[pull_quote_center]Right now, people on the No-Fly list can walk into a store and buy a gun. That is insane. If you’re too dangerous to board a plane, you’re too dangerous, by definition, to buy a gun. And so I’m calling on Congress to close this loophole, now. We may not be able to prevent every tragedy, but- at a bare minimum- we shouldn’t be making it so easy for potential terrorists or criminals to get their hands on a gun that they could use against Americans.[/pull_quote_center]
President Obama made the statement above on Saturday.
Obama’s comments come in the wake of a Dec. 2 mass shooting by alleged terrorists in San Bernardino, California that left 14 dead and 21 wounded. The president’s Organizing for Action non-profit is currently petitioning citizens to urge Congress to close what he refers to as a “loophole” allowing people on the No-Fly list to purchase firearms.
However, the president’s argument assumes that a person’s placement on the No-Fly list proves that he or she is “too dangerous to board a plane.”
The No-Fly list is a Bush-era anti-terror watch list on the basis of which the federal government denies people, many of whom have never been accused of a crime, access to air travel.

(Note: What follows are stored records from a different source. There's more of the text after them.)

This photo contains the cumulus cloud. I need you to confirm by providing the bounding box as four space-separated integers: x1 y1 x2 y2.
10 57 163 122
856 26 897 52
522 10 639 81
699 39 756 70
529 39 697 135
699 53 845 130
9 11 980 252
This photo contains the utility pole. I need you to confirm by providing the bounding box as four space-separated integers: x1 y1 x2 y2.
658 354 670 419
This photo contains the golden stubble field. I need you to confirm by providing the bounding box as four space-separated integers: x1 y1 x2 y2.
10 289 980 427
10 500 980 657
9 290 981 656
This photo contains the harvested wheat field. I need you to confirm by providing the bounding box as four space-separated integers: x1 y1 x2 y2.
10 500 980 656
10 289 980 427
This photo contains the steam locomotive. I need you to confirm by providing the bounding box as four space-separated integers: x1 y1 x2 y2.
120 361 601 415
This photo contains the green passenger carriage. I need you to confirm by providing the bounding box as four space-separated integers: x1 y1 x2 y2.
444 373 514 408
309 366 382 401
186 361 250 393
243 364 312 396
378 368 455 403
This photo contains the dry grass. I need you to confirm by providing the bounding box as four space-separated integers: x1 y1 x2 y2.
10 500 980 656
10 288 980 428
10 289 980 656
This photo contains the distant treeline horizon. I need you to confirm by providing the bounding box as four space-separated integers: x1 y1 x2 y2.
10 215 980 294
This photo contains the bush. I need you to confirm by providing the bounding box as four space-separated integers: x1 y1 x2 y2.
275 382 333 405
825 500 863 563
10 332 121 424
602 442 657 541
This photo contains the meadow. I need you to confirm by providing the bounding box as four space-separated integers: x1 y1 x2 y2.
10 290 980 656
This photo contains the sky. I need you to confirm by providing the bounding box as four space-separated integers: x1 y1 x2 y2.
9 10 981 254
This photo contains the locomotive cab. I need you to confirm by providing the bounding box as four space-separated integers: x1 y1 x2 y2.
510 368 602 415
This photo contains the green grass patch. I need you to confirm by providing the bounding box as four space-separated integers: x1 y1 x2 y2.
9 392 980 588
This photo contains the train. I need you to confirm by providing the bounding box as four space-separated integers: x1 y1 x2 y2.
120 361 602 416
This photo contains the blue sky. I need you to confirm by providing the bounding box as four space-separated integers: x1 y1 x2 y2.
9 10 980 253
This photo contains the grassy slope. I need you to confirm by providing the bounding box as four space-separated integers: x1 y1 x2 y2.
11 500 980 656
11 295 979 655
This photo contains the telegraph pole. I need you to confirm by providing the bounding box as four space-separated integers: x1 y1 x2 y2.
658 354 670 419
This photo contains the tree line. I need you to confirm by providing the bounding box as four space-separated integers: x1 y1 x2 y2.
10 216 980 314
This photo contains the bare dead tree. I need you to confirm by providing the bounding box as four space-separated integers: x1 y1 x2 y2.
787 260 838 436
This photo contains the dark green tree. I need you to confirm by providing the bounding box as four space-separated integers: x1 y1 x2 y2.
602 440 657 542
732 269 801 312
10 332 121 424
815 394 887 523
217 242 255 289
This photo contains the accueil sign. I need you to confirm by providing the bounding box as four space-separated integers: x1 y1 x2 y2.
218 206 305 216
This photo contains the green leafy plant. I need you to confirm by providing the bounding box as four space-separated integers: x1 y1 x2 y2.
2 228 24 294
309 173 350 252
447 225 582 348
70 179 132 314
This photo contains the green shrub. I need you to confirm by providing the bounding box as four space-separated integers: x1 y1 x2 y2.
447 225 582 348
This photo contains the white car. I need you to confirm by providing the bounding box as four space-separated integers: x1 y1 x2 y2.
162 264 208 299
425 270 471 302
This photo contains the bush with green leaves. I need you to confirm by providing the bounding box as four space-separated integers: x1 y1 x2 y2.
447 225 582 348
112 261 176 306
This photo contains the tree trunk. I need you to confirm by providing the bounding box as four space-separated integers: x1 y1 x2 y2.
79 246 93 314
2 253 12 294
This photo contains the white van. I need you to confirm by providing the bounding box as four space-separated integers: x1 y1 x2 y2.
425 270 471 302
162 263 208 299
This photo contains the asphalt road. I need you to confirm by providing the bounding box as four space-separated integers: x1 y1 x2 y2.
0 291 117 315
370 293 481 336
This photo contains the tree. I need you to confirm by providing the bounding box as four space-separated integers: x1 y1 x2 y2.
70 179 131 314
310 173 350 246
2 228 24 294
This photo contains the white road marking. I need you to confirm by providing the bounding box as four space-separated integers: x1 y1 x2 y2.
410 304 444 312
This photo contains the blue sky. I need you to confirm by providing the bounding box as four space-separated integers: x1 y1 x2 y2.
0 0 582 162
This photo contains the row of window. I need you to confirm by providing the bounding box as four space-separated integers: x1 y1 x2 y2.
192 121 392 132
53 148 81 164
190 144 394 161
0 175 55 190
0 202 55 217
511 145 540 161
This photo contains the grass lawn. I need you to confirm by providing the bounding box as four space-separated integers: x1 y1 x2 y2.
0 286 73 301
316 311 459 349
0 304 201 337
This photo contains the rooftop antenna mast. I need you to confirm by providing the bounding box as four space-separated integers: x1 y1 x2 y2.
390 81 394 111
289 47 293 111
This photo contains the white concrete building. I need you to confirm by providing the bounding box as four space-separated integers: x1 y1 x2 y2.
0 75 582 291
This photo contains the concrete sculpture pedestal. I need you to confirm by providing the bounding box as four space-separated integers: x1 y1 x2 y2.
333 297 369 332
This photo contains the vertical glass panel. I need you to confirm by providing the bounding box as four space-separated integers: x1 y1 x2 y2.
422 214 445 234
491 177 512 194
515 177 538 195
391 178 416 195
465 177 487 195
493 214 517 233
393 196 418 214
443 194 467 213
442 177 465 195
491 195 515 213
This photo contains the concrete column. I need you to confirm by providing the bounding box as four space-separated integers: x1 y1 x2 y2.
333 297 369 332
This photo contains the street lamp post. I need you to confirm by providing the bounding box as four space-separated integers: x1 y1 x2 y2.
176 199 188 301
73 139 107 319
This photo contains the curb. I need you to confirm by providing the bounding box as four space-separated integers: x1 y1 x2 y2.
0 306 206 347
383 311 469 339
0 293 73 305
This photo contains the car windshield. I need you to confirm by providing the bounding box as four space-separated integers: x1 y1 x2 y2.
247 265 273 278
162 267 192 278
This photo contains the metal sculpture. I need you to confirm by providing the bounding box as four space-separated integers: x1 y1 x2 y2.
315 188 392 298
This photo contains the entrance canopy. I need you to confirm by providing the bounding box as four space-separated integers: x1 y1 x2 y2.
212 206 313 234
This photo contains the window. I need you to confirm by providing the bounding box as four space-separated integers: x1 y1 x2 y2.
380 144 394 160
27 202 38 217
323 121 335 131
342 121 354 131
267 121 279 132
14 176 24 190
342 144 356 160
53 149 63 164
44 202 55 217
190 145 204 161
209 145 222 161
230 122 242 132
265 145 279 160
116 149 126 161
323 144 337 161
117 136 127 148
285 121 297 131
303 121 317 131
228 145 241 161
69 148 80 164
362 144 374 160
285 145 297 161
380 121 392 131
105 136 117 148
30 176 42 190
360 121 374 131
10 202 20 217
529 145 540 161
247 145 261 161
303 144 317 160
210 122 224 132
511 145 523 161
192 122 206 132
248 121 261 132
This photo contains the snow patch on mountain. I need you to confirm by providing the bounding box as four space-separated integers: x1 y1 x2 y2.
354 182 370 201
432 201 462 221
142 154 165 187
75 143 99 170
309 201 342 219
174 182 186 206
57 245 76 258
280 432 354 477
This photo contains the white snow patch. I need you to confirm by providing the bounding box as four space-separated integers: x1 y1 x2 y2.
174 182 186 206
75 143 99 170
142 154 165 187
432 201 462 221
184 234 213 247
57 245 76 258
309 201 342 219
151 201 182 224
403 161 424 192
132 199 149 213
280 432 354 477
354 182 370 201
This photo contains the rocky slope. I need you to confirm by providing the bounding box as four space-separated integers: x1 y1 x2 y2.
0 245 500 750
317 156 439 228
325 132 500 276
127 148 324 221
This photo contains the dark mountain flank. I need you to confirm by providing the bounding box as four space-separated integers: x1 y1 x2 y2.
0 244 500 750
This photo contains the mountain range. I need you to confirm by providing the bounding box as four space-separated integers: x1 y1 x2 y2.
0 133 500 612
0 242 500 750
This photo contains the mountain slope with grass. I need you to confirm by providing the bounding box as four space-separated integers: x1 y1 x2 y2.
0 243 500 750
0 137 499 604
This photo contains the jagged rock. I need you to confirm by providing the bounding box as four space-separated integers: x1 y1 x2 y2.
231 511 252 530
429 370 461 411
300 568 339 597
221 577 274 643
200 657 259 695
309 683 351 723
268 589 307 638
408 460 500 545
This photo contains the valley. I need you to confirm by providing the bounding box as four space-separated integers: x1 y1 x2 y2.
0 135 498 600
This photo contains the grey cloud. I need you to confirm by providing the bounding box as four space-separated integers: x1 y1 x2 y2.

The American Civil Liberties Union has long decried the list as too secretive, too big, and lacking due process both in terms of how individuals wind up on the list and how they go about having themselves cleared from it.
Though many Republicans once argued in favor of the No-Fly list as a way to crack down on terrorists, Obama’s effort to strip gun rights from those on the list seems to have pushed even GOP hawks to to the other side on the issue.
The Hill notes that hawkish Republican Senator Marco Rubio has now taken to parroting the ACLU’s rhetoric on the subject. “These are everyday Americans that have nothing to do with terrorism, they wind up on the No-Fly list, there’s no due process or any way to get your name removed from it in a timely fashion, and now they’re having their Second Amendment rights being impeded upon,” said Sen. Rubio on CNN’s State of the Union on Sunday.
Rubio added, “The majority of the people on the No-Fly list are often times people that just basically have the same name as somebody else who doesn’t belong on the No-Fly list. Former Senator Ted Kennedy once said he was on a no-fly list. There are journalists on the No-Fly list. There are others involved in the No-Fly list that wind up there… Sometimes you’re only on that list because the FBI wants to talk to you about someone you know, not because you’re a suspect. And, again, now your Second Amendment right is being impeded with.”
ACLU National Security Project director Hina Shamsi wrote on Monday, “As we will argue to a federal district court in Oregon this Wednesday, the standards for inclusion on the No Fly List are unconstitutionally vague, and innocent people are blacklisted without a fair process to correct government error. Our lawsuit seeks a meaningful opportunity for our clients to challenge their placement on the No Fly List because it is so error-prone and the consequences for their lives have been devastating.”
“Our clients, among them four U.S. military veterans, were never told why they were on the list or given a reasonable opportunity to get off it. Some were stranded abroad, unable to come home,” said Shamsi.
It is unknown how many people are on the No-Fly list. The Los Angeles Times estimates that around 10,000 of the listed names belong to American citizens. Rubio says that Diane Feinstein’s Denying Firearms and Explosives to Dangerous Terrorists Act, which was voted down by Congress last week, would have restricted the constitutional rights of up to 700,000 Americans who he says are on various unspecified anti-terror lists.
[RELATED: Historic: Feds Notify 7 Americans of Their Removal from No-Fly List]
ACLU’s Hina Shamsi likened the No-Fly list to a Minority Report style effort at pre-crime and said, “The government has emphasized that it is making predictive judgments that people like our clients — who have never been charged let alone convicted of a crime — might nevertheless pose a threat. That’s a perilous thing for it to do. As we’ve told the court based on evidence from experts, these kinds of predictions guarantee a high risk of error. If the government is going to predict that Americans pose a threat and blacklist them, that’s even more reason for the fundamental safeguards we seek.”
The No-Fly list as is already violates Americans’ rights to travel and due process. President Obama’s push to strip gun rights from those on the list has turned Republicans against it and has created a rare opportunity in which support could be generated for abolishing the list entirely. It is time to eradicate this unconstitutional process before it slips out of control. If not, we may be spiraling towards a future in which more and more American rights are denied on the basis that a government bureaucrat has unilaterally placed them on a secret list.
The real No-Fly list loophole is not that people on the list can buy guns, but the fact that government bureaucrats are using it to sidestep American citizens’ constitutional protections.